Opinion
No. 7944.
February 29, 1928.
Appeal from District Court, Nueces County; W. B. Hopkins, Judge.
Action by Jean Cohn Wakefield and others against C. L. Burchers and others. From an order dismissing the cause, plaintiffs appeal. Appeal dismissed.
W. M. Groce, of San Antonio, for appellants.
Kleberg North, of Corpus Christi, for appellees.
In this cause appellants have filed no briefs, and it therefore becomes the duty of this court to dismiss the appeal, unless it appears from the record that fundamental error was committed in the disposition of the cause in the court below. It appears that court sustained a general demurrer to appellants' petition, and, upon appellants' refusal to amend, dismissed the cause. The appeal is from the order of dismissal.
The action of the court in sustaining the general demurrer was, of course, fundamental in nature, requiring that it be considered by this court, even in the absence of assignment of error or briefs.
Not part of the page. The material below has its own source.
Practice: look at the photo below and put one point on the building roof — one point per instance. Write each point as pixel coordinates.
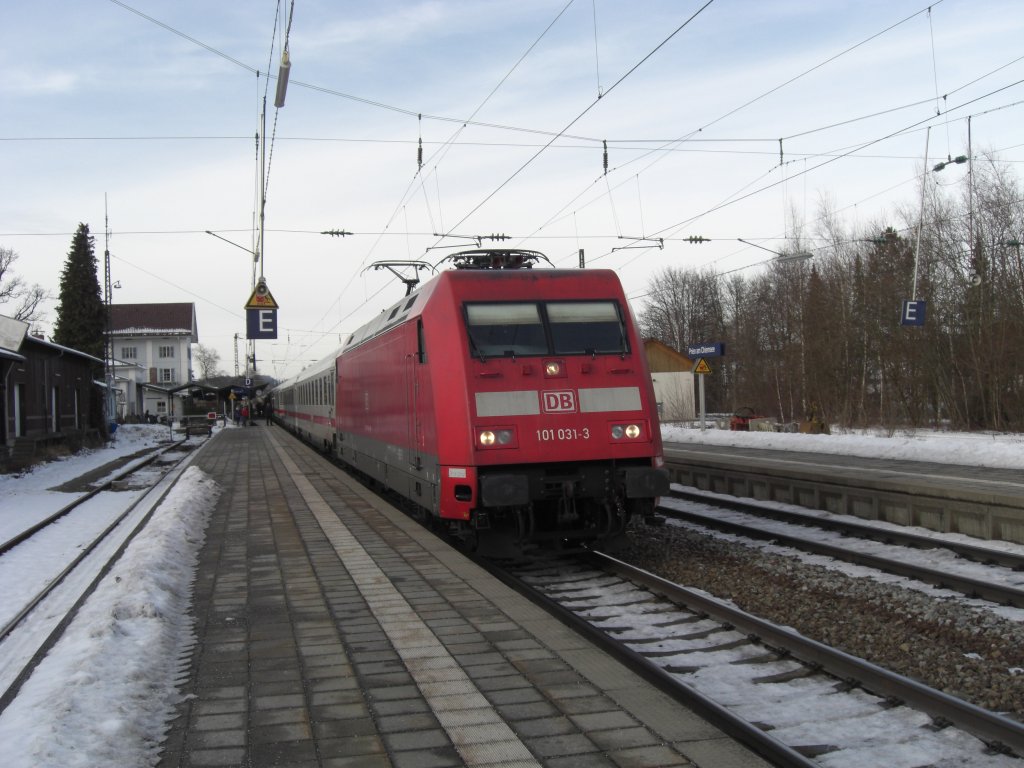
(154, 320)
(662, 358)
It appears from appellants' petition that in July, 1922, appellees filed a suit against appellants; that this suit remained on the docket until in March, 1926, when judgment was rendered in favor of appellees and against appellants. Neither appellants nor any counsel representing them were present at the trial, which proceeded without them. Appellants prosecuted no appeal or writ of error from that judgment, although they filed a motion for new trial a few days after it was rendered, but after the court had adjourned for the term. Later in the year appellants filed a suit in the same court to set aside the judgment complained of, but failed to press that suit, and it was subsequently dismissed for want of prosecution. Later on appellants filed this, the second suit to set aside the former judgment, and declare the same to be void, and for injunction, and it was the petition in the second suit against which the general demurrer was sustained, and of which action complaint is made in this appeal. We conclude that the facts set out in the stricken petition disclose such a lack of diligence as to cut off appellants from any right of recourse to a court of equity, and that the trial court did not err in sustaining the general demurrer.
The appeal is accordingly dismissed.